Half of the extracts from copepod cultures under the four types of diet and all pigment extracts of copepods subjected to the 96-h acute toxicity tests were hydrolysed by an enzymatic procedure to yield free astaxanthin. The enzyme used was cholesterol esterase from Pseudomonas fluorescens (Sigma-Aldrich, MO, USA) and the procedure followed Jacobs et al. .
The pigments in whole and hydrolysed extracts were analyzed using a Hewlett Packard 1100 High Performance Liquid Chromatograph (HPLC) with a 100 µL loop autosampler and a quaternary solvent delivery system coupled to a diode array spectrophotometer. The diode array detector was set at 436 nm for detection of all carotenoid pigments, and at 478 nm for the detection and quantification of astaxanthin and astaxanthin esters. Separation of pigments was performed by reversed-phase liquid chromatography using a Adsorbosphere™ C18 column (5 µm particle size silica, 250 mm × 4.6 mm i.d., Alltech Associates Inc., USA) coupled to a guard column. Analytical separation of pigments was achieved by gradient delivery of three mobile phases adapted from Kraay et al. . Peak analysis was performed using the Hewlett Packard ChemStation software. Pigments were identified by comparing their retention time and absorption spectra with those of authentic standards (Sigma-Aldrich Inc., USA), and pigment concentration was calculated relating its peak area in the recorded chromatogram with the corresponding area of calibrated pigment standards. Pigment concentration was expressed as micromoles per copepod (μM individual−1).
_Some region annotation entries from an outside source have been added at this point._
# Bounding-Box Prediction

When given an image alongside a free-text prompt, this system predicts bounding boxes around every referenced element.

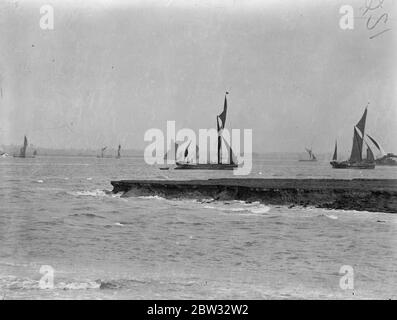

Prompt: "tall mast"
[216,91,229,164]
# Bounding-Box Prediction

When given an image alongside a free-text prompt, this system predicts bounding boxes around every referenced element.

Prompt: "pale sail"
[349,127,363,162]
[20,136,28,158]
[216,92,229,164]
[332,141,338,161]
[223,138,236,164]
[367,134,386,156]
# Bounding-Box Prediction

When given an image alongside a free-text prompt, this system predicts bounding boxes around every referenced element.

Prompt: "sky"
[0,0,397,153]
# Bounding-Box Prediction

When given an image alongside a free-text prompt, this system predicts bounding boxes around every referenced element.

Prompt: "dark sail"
[216,92,229,164]
[216,116,222,164]
[349,127,363,162]
[223,138,234,164]
[367,145,375,162]
[20,136,28,158]
[101,147,107,158]
[367,134,382,152]
[356,108,367,159]
[218,92,229,129]
[183,141,191,159]
[332,141,338,161]
[356,108,367,136]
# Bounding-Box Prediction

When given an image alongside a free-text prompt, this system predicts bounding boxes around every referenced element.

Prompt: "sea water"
[0,157,397,299]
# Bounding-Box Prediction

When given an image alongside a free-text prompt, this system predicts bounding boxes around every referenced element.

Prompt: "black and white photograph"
[0,0,397,302]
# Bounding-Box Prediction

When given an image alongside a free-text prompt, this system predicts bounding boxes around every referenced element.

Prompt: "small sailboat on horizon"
[330,106,375,169]
[13,136,35,158]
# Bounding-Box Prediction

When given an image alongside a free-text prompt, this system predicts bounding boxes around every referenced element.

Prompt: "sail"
[218,92,229,131]
[305,148,312,159]
[164,140,179,160]
[223,138,236,164]
[101,147,107,158]
[356,108,367,135]
[349,127,363,162]
[183,141,192,159]
[332,141,338,161]
[356,108,367,159]
[20,136,28,158]
[367,134,386,156]
[216,116,222,164]
[216,92,229,164]
[196,144,200,163]
[367,145,375,162]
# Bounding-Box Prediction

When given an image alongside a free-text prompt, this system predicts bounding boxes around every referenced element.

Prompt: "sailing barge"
[175,92,238,170]
[13,136,35,158]
[367,134,397,166]
[330,107,375,169]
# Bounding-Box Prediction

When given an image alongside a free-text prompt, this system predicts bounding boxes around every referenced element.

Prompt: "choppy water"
[0,157,397,299]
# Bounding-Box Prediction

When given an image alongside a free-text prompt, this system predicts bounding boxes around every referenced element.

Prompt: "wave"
[0,276,101,290]
[204,201,271,214]
[70,213,106,219]
[138,196,166,200]
[67,189,122,198]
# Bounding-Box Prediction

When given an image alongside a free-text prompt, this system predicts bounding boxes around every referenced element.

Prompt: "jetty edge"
[111,178,397,213]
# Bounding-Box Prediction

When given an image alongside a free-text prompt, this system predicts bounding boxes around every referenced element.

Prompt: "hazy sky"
[0,0,397,152]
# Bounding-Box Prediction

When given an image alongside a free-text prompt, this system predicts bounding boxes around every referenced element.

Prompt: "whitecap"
[68,189,106,197]
[325,214,338,220]
[138,196,165,200]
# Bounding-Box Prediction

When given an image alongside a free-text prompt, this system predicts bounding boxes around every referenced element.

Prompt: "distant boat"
[13,136,34,158]
[116,145,121,159]
[96,147,113,158]
[330,108,375,169]
[299,148,317,162]
[175,92,238,170]
[367,134,397,166]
3.3. 96-h Acute Toxicity Tests
Copper solutions were prepared with Cu(II) chloride (reagent grade) and 30 ± 0.5‰ ASW previously filtered through a 0.2 µm pore size filter at 7 nominal concentrations: 0 (control), 1, 3, 5, 10, 15 and 20 μM (0, 63.55, 190.64, 317.73, 635.46, 953.19, 1270.92 μg L−1). Water samples were collected after one hour of preparation and at end of each experiment in order to analyze the actual toxicant concentrations in the water. Samples were collected without disturbing the precipitate that could be present at the end of the experiment. The samples were analyzed on an Inductively Coupled Plasma–Optical Emission Spectrometer (ICP-OES, Perkin Elmer 2000 DV, Perkin Elmer Inc., USA). From the actual toxicant concentrations in the water at the start and the end of each survival test, average exposure concentrations were calculated assuming an exponential decrease of the toxicant concentration over time. All vials used to conduct bioassays were acid cleaned prior to use.
The copepods were subjected to three light treatments: PAR light with a photoperiod of 12 h dark: 12 h light (treatment 1); PAR light regime with the addition of 4 h of ultraviolet (UV) radiation with a wavelength of 365 nm (long wavelength or UV-A) at the middle of the PAR light period (treatment 2); PAR light regime with the addition of 4 h of ultraviolet (UV) radiation with a wavelength of 254 nm (short wavelength) at the middle of the PAR light period.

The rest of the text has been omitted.